Coverdale Bible 1535

Coverdale Bible 1535

The Coverdale Bible, compiled by Myles Coverdale and published in 1535, was the first complete English translation of the Bible to contain both the Old and New Testament and translated from the original Hebrew and Greek. The later editions (folio and quarto) published in 1539 were the first complete Bibles printed in England. The 1539 folio edition carried the royal license and was, therefore, the first officially approved Bible translation in English.

Tyndale never had the satisfaction of completing his English Bible; but during his imprisonment, he may have learned that a complete translation, based largely upon his own, had actually been produced. The credit for this achievement, the first complete printed English Bible, is due to Miles Coverdale (1488-1569), afterward bishop of Exeter (1551-1553).

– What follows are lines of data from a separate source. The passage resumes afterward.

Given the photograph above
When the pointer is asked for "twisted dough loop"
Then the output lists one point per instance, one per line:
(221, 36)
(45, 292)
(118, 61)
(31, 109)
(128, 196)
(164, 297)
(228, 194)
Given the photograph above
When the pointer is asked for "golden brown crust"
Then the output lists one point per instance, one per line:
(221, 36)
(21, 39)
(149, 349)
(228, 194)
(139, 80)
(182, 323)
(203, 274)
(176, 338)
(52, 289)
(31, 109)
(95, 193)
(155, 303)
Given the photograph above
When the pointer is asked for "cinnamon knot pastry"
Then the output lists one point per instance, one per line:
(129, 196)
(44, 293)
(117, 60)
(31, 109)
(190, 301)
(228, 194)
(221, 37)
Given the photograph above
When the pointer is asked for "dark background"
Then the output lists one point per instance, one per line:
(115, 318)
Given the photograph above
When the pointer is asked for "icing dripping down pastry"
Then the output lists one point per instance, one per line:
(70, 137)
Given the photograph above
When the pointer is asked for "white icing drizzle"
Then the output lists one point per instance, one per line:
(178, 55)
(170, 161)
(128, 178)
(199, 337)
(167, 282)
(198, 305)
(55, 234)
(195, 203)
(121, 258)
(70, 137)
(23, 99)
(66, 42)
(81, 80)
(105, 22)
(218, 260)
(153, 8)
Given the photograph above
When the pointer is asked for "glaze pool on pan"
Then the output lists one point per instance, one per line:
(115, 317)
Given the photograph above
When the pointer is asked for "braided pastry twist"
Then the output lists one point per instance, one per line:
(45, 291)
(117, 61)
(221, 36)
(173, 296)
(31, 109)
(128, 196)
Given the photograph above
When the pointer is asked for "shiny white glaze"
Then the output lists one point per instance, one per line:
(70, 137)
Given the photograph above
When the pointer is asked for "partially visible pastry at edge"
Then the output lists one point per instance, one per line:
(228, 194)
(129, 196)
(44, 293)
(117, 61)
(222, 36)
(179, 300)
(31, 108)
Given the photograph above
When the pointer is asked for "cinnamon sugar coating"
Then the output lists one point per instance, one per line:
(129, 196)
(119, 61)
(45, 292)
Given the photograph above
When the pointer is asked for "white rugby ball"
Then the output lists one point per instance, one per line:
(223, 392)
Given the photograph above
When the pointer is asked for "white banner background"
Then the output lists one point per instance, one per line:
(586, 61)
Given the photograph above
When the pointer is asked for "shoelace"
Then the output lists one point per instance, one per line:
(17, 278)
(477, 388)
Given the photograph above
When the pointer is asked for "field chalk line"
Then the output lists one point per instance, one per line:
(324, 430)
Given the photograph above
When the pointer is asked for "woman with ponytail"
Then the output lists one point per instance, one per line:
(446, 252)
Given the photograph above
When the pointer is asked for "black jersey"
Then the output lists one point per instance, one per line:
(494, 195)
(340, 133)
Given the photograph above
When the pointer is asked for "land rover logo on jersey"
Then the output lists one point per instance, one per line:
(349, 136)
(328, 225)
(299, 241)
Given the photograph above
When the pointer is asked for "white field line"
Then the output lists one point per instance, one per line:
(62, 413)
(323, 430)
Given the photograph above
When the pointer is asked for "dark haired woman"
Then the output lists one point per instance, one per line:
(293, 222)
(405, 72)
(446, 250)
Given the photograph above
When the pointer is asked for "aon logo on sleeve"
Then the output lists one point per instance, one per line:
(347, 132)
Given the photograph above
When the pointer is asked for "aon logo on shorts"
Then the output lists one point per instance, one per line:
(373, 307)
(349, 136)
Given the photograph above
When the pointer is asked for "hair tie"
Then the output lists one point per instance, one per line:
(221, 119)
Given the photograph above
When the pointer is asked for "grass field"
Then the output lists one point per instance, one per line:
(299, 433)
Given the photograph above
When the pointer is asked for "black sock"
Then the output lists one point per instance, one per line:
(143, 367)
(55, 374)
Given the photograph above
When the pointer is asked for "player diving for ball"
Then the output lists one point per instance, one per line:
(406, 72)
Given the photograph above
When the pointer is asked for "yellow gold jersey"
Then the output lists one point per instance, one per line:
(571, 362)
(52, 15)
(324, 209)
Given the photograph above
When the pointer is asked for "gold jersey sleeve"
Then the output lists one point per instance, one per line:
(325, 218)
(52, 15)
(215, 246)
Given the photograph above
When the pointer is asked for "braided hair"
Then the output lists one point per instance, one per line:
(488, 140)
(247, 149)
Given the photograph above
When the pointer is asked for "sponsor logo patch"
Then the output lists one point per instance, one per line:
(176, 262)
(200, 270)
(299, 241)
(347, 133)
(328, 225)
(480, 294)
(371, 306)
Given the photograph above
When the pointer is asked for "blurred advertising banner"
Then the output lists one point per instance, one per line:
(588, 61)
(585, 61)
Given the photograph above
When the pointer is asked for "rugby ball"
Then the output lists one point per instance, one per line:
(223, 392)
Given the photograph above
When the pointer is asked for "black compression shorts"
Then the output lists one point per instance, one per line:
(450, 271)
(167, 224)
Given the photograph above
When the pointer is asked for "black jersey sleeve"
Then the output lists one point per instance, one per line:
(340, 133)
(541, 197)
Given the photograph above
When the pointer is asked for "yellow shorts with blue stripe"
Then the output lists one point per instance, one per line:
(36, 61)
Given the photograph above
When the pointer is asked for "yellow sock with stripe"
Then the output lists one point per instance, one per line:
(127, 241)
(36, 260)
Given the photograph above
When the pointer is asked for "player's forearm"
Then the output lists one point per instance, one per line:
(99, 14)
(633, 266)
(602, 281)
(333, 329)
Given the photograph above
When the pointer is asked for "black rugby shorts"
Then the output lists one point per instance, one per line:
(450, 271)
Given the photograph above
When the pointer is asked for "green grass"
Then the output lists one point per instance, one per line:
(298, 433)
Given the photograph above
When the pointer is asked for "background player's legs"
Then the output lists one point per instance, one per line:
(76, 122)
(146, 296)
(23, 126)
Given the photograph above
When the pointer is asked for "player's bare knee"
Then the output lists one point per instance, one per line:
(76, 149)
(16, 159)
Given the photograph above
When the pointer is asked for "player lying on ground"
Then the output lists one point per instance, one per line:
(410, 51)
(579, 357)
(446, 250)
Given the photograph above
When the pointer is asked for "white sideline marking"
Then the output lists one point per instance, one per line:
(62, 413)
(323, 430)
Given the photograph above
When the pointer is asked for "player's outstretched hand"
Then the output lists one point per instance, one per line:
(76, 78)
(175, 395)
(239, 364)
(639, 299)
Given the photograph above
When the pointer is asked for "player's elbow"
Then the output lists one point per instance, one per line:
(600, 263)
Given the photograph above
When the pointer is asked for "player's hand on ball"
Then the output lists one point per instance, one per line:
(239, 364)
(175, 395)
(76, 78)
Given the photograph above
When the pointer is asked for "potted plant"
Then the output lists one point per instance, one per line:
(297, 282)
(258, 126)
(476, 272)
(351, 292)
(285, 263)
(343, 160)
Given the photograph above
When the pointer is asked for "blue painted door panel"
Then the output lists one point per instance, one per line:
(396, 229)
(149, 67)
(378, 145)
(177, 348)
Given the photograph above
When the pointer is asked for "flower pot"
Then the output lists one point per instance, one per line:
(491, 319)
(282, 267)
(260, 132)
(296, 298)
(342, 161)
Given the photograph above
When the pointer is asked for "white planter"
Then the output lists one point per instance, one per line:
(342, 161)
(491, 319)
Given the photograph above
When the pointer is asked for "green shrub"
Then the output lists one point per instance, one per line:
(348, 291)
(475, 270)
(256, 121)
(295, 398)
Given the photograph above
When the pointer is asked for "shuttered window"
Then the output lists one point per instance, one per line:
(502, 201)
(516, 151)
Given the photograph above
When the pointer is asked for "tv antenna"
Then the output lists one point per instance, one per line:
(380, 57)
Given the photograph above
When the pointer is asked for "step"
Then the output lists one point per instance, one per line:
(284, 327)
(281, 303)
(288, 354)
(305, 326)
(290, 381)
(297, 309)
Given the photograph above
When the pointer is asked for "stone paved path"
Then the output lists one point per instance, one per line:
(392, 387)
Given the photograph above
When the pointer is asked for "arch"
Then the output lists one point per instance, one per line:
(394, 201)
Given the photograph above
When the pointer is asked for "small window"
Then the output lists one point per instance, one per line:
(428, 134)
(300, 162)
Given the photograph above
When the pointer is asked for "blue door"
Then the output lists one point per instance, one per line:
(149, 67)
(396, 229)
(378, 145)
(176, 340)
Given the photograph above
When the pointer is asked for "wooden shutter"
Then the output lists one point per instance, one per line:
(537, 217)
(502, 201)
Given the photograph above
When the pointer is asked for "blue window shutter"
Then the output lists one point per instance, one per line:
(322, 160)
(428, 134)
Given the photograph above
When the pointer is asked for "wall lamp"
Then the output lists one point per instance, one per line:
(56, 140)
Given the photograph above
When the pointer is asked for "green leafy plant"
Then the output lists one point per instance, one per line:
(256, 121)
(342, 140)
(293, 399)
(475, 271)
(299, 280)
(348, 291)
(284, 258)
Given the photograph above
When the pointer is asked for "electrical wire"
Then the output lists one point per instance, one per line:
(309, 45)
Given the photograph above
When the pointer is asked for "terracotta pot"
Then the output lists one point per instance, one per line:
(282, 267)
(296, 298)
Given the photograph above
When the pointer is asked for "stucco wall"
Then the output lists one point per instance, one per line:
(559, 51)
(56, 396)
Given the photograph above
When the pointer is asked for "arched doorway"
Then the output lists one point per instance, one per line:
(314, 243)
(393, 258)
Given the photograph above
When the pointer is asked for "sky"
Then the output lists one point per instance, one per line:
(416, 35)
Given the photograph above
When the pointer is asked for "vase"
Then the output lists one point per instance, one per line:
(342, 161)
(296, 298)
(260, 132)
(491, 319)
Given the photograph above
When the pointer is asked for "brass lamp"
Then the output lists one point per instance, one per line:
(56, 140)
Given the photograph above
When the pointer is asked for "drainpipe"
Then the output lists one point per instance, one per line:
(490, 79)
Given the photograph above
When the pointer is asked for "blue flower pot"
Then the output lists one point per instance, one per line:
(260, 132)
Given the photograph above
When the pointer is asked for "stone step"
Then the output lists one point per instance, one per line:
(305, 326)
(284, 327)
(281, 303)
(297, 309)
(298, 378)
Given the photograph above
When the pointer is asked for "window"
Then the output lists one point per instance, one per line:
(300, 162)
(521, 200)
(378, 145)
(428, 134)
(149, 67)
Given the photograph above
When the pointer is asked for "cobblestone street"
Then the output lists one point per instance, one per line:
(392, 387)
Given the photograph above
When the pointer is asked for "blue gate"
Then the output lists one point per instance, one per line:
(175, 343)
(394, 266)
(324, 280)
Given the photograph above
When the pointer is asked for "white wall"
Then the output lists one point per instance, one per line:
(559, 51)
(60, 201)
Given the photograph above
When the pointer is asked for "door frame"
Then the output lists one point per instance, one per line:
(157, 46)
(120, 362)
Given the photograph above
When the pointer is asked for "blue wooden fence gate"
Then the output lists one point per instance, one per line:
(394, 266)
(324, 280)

The details of its production are obscure. Coverdale met Tyndale in Hamburg, Germany in 1529, and is said to have assisted him in the translation of the Pentateuch. His own work was done under the patronage of Oliver Cromwell, who was anxious for the publication of an English Bible; and it was no doubt forwarded by the action of Convocation, which, under Archbishop Cranmer's leading, had petitioned in 1534 for the undertaking of such a work.

Coverdale's Bible was probably printed by Froschover in Zurich, Switzerland and was published at the end of 1535, with a dedication to Henry VIII. By this time, the conditions were more favorable to a Protestant Bible than they had been in 1525. Henry had finally broken with the Pope and had committed himself to the principle of an English Bible. Coverdale's work was accordingly tolerated by authority, and when the second edition of it appeared in 1537 (printed by an English printer, Nycolson of Southwark), it bore on its title-page the words, "Set forth with the King's most gracious license." In licensing Coverdale's translation, King Henry probably did not know how far he was sanctioning the work of Tyndale, which he had previously condemned.

In the New Testament, in particular, Tyndale's version is the basis of Coverdale's, and to a somewhat less extent this is also the case in the Pentateuch and Jonah; but Coverdale revised the work of his predecessor with the help of the Zurich German Bible of Zwingli and others (1524-1529), a Latin version by Pagninus, the Vulgate, and Luther. In his preface, he explicitly disclaims originality as a translator, and there is no sign that he made any noticeable use of the Greek and Hebrew; but he used the available Latin, German, and English versions with judgment. In the parts of the Old Testament which Tyndale had not published he appears to have translated mainly from the Zurich Bible. [Coverdale's Bible of 1535 was reprinted by Bagster, 1838.]

In one respect Coverdale's Bible was groundbreaking, namely, in the arrangement of the books of the. It is to Tyndale's example, no doubt, that the action of Coverdale is due. His Bible is divided into six parts -- (1) Pentateuch; (2) Joshua -- Esther; (3) Job -- "Solomon's Balettes" (i.e. Canticles); (4) Prophets; (5) "Apocrypha, the books and treatises which among the fathers of old are not reckoned to be of like authority with the other books of the Bible, neither are they found in the canon of the Hebrew"; (6) the New Testament. This represents the view generally taken by the Reformers, both in Germany and in England, and so far as concerns the English Bible, Coverdale's example was decisive.